Last year the biggest pension changes seen by this generation came into force. Although there hasn’t been quite the rush of people determined to withdraw all their money from their pension early, to buy luxury things such as hot tubs or holidays, the statistics within the last year suggests, however, that those that have accessed their funds could have been more prudent.
HMRC have claimed that approximately 188,000 men and women have dipped into their pensions since April 2015, with an average withdrawal of £18,600. This means that near to £3.5 billion was transferred from pension pots and back into the economy.
How people are deciding to access their pension is changing too. Beforehand the most common approach to accessing retirement funds was, due to the fact it was the only viable option, annuities. These were purchased just by 13% of individuals. Drawdown schemes were started by 30%, and the most popular was the un-crystallised funds pension lump sum (UFPLS) – allowing the individual to take money from their pension savings directly, which 34% of people opted for.

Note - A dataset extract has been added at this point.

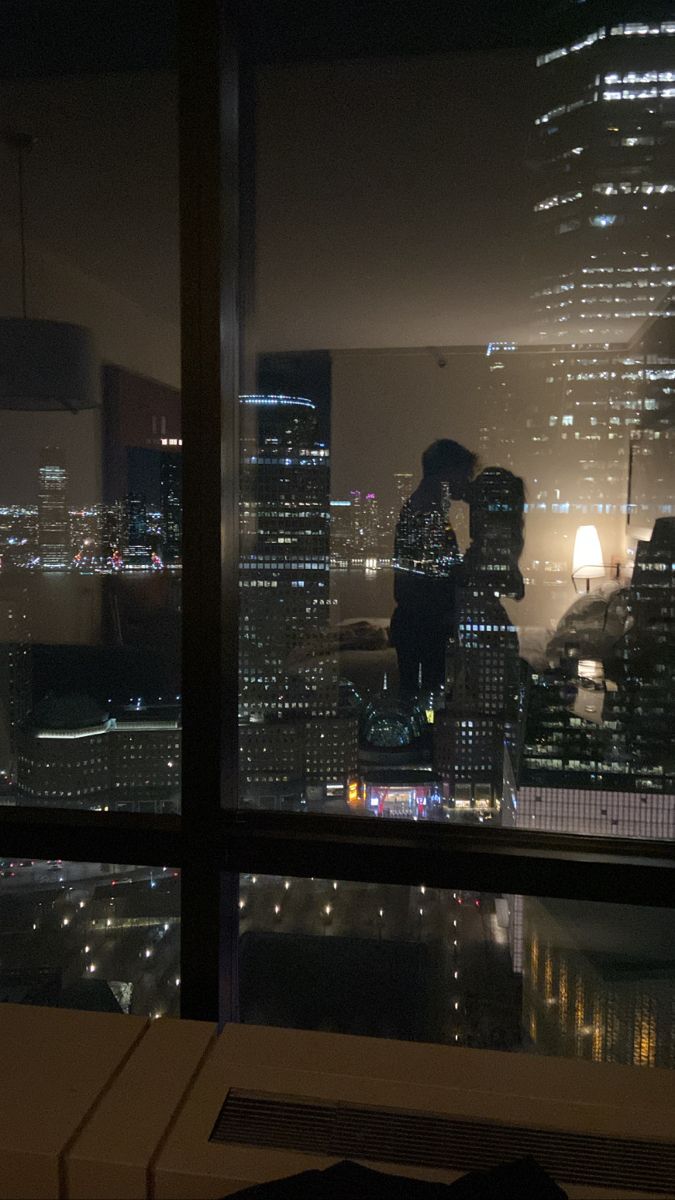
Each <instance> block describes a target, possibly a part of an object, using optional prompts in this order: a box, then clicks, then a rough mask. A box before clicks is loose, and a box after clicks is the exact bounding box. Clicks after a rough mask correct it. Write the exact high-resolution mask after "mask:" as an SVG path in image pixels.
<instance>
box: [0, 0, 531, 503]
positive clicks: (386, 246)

The last statistic may be an indicator that many are hastily obtaining their pension pot without seeking out financial advice. The attraction of a simple withdrawal is apparent, however, there are downsides to consider. The UFPLS method enables you to take numerous lump sums, and 25% of each is tax free.
However, when you are withdrawing from an existing pension, it may not be arranged correctly to offer an income. A drawdown scheme meanwhile is ideal for generating regular income, and therefore more than likely to be a better alternative to continue for the long term. Both UFPLS and drawdown face the potential of stock market volatility. An annuity doesn’t have much in the way of flexibility, but does guarantee an income for life.
Whilst annuities fell in popularity shortly after the pension freedoms came into effect, they are now making a bit of a comeback. With 21,200 annuities sold in comparison to 19,700 drawdown schemes in 2015, the figures suggest annuities have overtaken drawdowns in level of popularity.
1 in 5 people that have taken money from their pension in 2015 said that it was in some way to pay off debts. Whilst debt management is definitely advisable, using your retirement funds will often be regretted later on in life.
Whether you’ve accessed your pension from the new freedom for this or not, now’s the best time to get some advice regarding your next pension move. Any decision should be made after receiving financial advice, even if the decision is to do nothing.